For Moorcock, the principals of Law and Chaos are more akin to cosmic horror. The two principals are eternally at conflict with one another, not really knowing (or caring) why they fight each other. More importantly, neither Law nor Chaos really cares about the impact that their battles have on lesser beings. They only care about the conflict, and being the side that wins. This is more along the lines of my handing of Law and Chaos in Demon Codex. Alignment is a part of the game, but it shows a character's allegiance to one side or the other, rather than the ideas of good or evil. Picking an allegiance, which isn't a requirement, means choosing a side in a conflict that, if it comes to the world of your characters, will most likely ultimately destroy the world. Law and Chaos are like Godzilla and Mothra. They are much more focused on fighting each other than they are worrying about the people from Tokyo that they trod upon during their fight.
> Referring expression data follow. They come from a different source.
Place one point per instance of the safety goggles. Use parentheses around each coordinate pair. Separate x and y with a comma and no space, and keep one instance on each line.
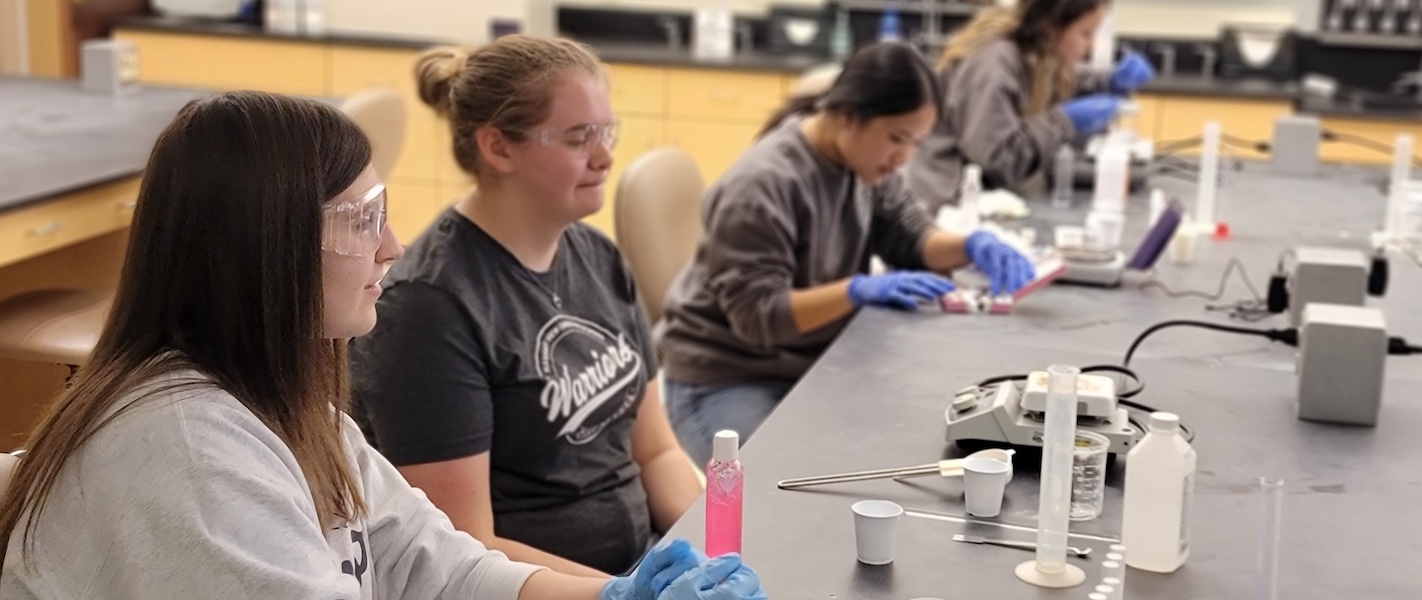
(582,138)
(356,226)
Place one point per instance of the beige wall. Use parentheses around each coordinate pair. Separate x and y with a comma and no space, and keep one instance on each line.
(1205,17)
(13,39)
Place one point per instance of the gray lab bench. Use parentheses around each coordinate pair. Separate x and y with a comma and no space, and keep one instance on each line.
(56,138)
(1351,518)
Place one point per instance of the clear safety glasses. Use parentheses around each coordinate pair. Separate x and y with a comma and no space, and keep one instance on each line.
(356,226)
(582,138)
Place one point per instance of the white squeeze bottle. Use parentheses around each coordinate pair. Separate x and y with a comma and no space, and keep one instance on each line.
(1159,484)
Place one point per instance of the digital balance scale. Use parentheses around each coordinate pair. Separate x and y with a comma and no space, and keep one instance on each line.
(1013,413)
(1095,266)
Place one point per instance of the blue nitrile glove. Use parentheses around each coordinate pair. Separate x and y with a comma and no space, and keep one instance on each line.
(897,289)
(1131,73)
(1091,113)
(723,577)
(661,566)
(1006,268)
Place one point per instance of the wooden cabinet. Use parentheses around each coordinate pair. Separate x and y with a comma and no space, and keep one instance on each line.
(1146,122)
(41,228)
(1243,120)
(713,113)
(229,63)
(711,94)
(637,90)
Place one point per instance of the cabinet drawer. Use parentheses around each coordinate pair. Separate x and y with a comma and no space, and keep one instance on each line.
(1180,118)
(356,70)
(723,94)
(637,90)
(40,228)
(225,63)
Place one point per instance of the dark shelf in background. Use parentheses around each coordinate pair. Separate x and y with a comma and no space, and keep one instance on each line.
(1368,40)
(947,9)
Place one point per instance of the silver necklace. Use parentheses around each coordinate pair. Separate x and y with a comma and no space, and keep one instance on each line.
(552,293)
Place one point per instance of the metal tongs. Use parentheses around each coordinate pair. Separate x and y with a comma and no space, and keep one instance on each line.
(949,468)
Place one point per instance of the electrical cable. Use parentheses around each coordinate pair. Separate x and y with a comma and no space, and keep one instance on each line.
(1362,142)
(1287,336)
(1122,398)
(1244,310)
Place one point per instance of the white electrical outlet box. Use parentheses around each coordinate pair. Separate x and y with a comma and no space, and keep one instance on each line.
(1341,356)
(1327,276)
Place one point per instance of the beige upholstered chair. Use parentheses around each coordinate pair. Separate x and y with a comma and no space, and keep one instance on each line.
(381,115)
(53,326)
(7,464)
(657,219)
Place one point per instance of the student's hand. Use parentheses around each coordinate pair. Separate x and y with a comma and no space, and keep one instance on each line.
(723,577)
(1131,73)
(897,289)
(1006,268)
(1091,113)
(659,569)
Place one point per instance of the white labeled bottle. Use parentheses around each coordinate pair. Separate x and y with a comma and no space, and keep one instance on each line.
(1159,484)
(1062,175)
(969,194)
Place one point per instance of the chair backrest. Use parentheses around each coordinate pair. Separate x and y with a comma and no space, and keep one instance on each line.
(657,219)
(381,115)
(815,80)
(6,469)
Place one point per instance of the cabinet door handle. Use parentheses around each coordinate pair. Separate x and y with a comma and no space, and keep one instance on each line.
(47,229)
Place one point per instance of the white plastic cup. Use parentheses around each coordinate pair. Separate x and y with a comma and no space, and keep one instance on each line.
(1070,236)
(997,454)
(876,525)
(1105,228)
(984,481)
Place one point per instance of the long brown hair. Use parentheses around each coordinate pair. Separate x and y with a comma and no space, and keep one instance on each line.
(222,276)
(1035,26)
(880,80)
(504,84)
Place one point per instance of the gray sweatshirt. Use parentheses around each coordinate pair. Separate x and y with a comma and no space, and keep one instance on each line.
(188,495)
(781,218)
(983,124)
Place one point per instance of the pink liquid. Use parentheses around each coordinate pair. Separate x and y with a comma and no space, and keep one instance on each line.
(724,486)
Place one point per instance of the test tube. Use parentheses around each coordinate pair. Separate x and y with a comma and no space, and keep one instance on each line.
(1271,494)
(1398,186)
(1114,566)
(1209,175)
(1058,438)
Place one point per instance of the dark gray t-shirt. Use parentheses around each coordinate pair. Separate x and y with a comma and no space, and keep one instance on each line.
(782,218)
(471,354)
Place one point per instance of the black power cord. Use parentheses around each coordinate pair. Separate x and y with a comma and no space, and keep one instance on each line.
(1362,142)
(1397,346)
(1244,310)
(1122,398)
(1287,336)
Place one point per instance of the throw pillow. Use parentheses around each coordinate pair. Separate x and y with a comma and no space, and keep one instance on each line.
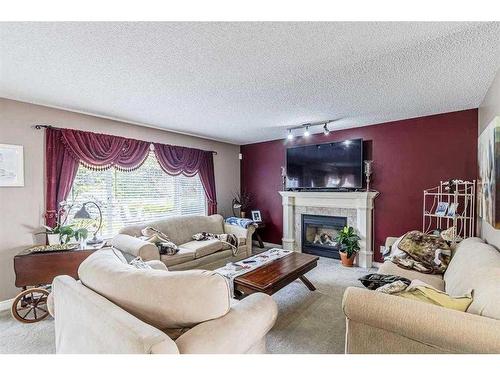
(376,280)
(392,288)
(140,264)
(420,291)
(423,253)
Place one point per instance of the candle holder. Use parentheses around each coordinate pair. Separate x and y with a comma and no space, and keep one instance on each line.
(368,172)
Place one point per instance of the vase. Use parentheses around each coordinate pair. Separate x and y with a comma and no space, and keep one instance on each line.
(347,261)
(53,239)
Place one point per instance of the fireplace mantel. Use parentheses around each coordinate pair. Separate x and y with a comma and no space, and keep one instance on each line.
(359,202)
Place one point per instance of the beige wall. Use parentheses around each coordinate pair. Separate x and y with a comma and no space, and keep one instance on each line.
(21,208)
(490,108)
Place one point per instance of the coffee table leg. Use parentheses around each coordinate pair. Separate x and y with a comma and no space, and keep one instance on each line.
(306,281)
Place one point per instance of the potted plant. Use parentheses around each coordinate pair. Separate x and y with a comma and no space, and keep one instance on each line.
(349,245)
(64,233)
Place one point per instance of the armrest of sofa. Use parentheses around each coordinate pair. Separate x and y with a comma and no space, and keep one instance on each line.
(136,247)
(246,323)
(435,326)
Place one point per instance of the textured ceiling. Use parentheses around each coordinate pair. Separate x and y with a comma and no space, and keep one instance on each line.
(246,82)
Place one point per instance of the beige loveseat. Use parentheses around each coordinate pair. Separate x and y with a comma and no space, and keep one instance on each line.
(209,254)
(117,308)
(383,323)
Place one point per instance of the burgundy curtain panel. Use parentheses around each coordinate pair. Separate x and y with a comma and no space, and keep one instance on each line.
(66,148)
(175,160)
(61,168)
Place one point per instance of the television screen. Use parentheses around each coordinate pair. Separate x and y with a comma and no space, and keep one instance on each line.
(336,165)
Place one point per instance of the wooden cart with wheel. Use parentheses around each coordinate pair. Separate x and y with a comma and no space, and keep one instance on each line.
(34,274)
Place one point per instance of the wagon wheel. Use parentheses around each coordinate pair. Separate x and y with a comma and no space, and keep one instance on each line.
(30,306)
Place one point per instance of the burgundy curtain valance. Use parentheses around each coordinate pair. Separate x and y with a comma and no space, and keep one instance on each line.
(66,148)
(103,151)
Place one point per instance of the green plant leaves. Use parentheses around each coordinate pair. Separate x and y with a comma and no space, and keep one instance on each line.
(348,240)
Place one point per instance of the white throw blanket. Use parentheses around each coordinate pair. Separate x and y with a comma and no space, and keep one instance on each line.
(232,270)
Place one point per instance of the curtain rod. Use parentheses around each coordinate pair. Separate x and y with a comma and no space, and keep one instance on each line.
(43,126)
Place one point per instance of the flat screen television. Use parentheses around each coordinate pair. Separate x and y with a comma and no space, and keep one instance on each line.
(335,165)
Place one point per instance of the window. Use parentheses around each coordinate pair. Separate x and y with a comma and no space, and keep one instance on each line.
(146,194)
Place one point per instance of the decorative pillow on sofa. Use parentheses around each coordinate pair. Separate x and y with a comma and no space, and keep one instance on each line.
(420,291)
(160,239)
(423,253)
(376,280)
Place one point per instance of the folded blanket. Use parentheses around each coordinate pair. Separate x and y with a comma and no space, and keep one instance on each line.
(423,253)
(160,239)
(227,238)
(239,221)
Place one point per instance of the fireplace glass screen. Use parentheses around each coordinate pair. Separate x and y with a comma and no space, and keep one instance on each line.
(319,233)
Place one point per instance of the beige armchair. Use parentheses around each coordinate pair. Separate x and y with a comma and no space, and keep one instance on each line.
(117,308)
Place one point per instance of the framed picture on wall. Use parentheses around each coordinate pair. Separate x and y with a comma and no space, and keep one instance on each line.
(256,216)
(489,165)
(11,165)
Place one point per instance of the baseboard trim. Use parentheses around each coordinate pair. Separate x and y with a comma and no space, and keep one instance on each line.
(6,305)
(267,244)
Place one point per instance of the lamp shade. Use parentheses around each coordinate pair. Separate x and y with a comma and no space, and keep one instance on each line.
(82,213)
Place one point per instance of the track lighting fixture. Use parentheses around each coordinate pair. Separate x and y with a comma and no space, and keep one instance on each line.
(306,126)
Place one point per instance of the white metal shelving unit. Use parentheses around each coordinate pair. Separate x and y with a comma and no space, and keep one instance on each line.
(462,193)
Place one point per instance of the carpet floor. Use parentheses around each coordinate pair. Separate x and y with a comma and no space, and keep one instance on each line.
(308,322)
Going back to Kirby's Fourth World before I finish up, there was an interesting change that happened to the concepts of the New Gods when DC Comics rebooted their universe for the New 52. In this interpretation, the New Gods of New Genesis became less aligned with the principal of Chaos, as their own eternal war against Darkseid and Apocalypse made them more regimented and governed by rules and law. If you haven't read the Godhead mini-event that ran through the Green Lantern related books from a couple of years ago, it makes for an interesting read. Eternal conflicts can change those with even the best of intentions, grind them up and spit them out on the other side. Sometimes this comes with the realization that you're better off without that conflict guiding your life, while other times you double down on it and let it consume you.
Either way it becomes less about morality and more about survival almost. But, they call it dark fantasy for a reason.